Search results distribution graph

The graph illustrating the distribution of search results by date shows the frequency of occurrence of examples within a given subcorpus. In the graphs, the distribution and smoothing of frequencies are consistently calculated across the entire chronological span of the corpus. The user is presented with the segment of the graph delimited by the dates specified for subcorpus with smoothing set to 3.

You can set other dates within the subcorpus. To do this, enter new time boundaries—for instance, from 1900 to 2000. In the Regional Media corpus you can opt for a detailed view by day and month such as from March 1, 1920, to March 1, 1950. When you switch from the Regional Media corpus to another corpus, the graph will be plotted using years.

Smoothing the graphs enables you to discern the overall trend behind random frequency fluctuations. For example, smoothing at 10 years averages the frequency of a word over the preceding and following five years. To get accurate data for each date, set smoothing to 0.

Clicking the Show button generates the updated graph.

Hovering the mouse over any point on the line reveas the relative usage frequency for a specific date (ipm). The ipm frequency is defined as the number of occurrences of a word per date (e.g., per year) divided by the size of the corpus for that date and multiplied by one million.

With the help of the windows for displaying dates and frequencies on graphs, you can zoom in or out certain sections of the graph, as well as navigate through the values on the axes. This is useful when you have large amounts of data and you want to consider a narrower date or frequency range.

Click Download to save the graph as a picture file.

Below the graph, on the right, there is a link to the Google Ngram Viewer service, operating on the Russian-language collection of Google Books texts. Please note that, despite similar ideologies, the formulas for calculating relative frequency in the RNC and in Google Ngram Viewer differ.

Count of texts

In some corpora, beneath the graph, you will find warming stripes, illustrating the number of texts in which examples were found in the given subcorpus. Data on the uniformity of the distribution of texts is important to consider when analyzing the graph. Uneven presentation of texts can impact the appearance of the graph when smoothing is applied.

In such instances, to verify results, we recommend considering a graph without smoothing.

Graph comparisons

In the Query Comparison option, separate warming stripes are displayed below the graph for each query involved in the comparison.

Beneath the graph, you will find tables containg the data utllized for graph generation. Clicking on the Show tables button reveals tables presenting absolute usage frequencies for each period.

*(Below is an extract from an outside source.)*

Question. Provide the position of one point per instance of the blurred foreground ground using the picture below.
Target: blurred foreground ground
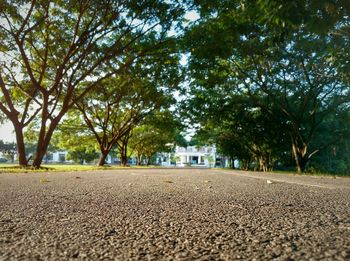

Hyperlinks in the left table enable you to explore examples from the corpus. The year you selected will be stored as a temporary parameter for your user's subcorpus. You can remove it by clicking the Reset button.

The right table provides the total number of words in the texts for the specified period.

If a text was composed for a long period of time, such as from 2015 to 2021, the absolute frequency of the word is evenly distributed over the entire period (in this example, 1/7 for each year). In the tables, frequencies for such periods are given as a separate line.

When switching to the Graph from search results obtained by the link from the table, it is impossible to change the distribution, since in this case there is not enough data to create graphs in other units. To fully work with the graph, customize a subcorpus with a full range of dates.

Updated on 04.12.2023